In the hearing Virgilio Marcelo, the other accused, interrogation was conducted almost wholly by the judge who started cross-examining the witness even before the defense counsel could ask his first question, and took over from the prosecution the task of impeaching Marcelo's credibility. Defense counsel could hardly put in a word edgewise because the judge kept interrupting to ask his own questions.
But the judge was to save the best or worst of his spite for the third witness, Lilian Layug, a waitress in the restaurant where the appellant Opida was working as a cook.
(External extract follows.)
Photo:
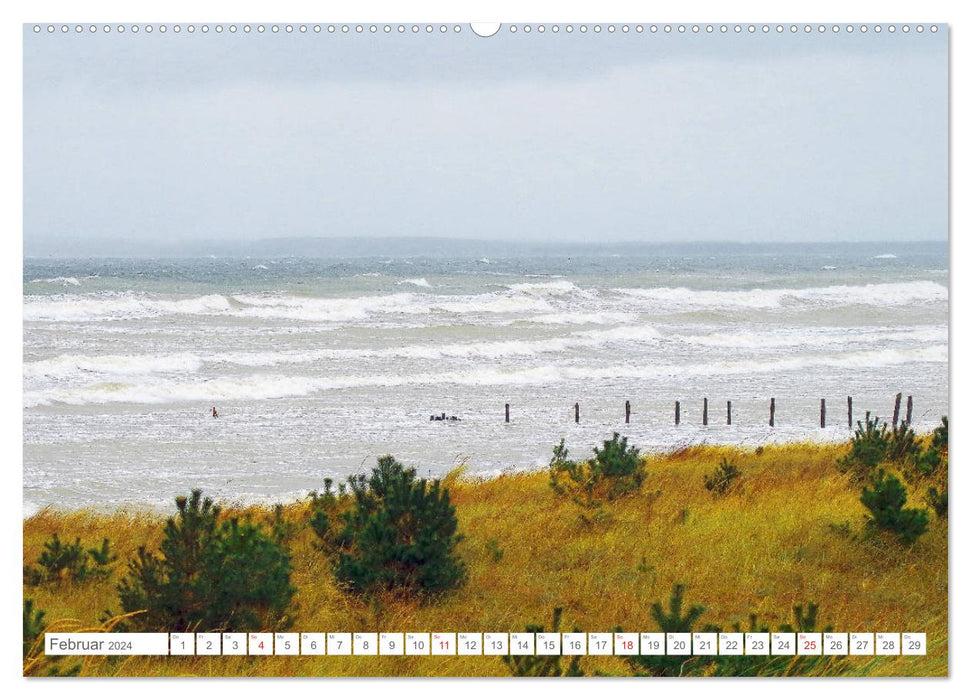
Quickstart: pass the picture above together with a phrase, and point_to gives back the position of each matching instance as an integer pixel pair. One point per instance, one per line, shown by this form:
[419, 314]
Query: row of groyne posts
[728, 414]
Noting at the outset that she spoke English, he wanted to know where she had learned it and asked in ill-concealed insinuation if she had worked in Angeles City or Olongapo or Sangley.

ISSUE: WON the accused should be acquitted due to violation of their constitutional rights

HELD: The scales of justice must hang equal and, in fact, should even be tipped in favor of the accused because of the constitutional presumption of innocence. Needless to stress, this right is available to every accused, whatever his present circumstance and no matter how dark and repellent his past. Despite their sinister connotations in our society, tattoos are at best dubious adornments only and surely not under our laws indicia of criminality. Of bad taste perhaps, but not of crime.
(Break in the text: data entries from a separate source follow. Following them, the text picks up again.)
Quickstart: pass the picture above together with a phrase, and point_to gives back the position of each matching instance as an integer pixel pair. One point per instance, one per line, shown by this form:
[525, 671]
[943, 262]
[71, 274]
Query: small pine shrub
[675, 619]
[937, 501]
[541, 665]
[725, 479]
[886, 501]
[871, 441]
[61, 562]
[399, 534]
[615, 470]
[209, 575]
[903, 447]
While this is not to say that the accused are not guilty, it does mean that, because their constitutional rights have been violated, their guilt, if it exists, has not been established beyond reasonable doubt and so cannot be pronounced. Due process has stayed the uneven hand of the quick condemnor and must set the defendants free.

WHEREFORE, the conviction of Alberto Opida and Virgilio Marcelo is reversed and they were ordered released immediately.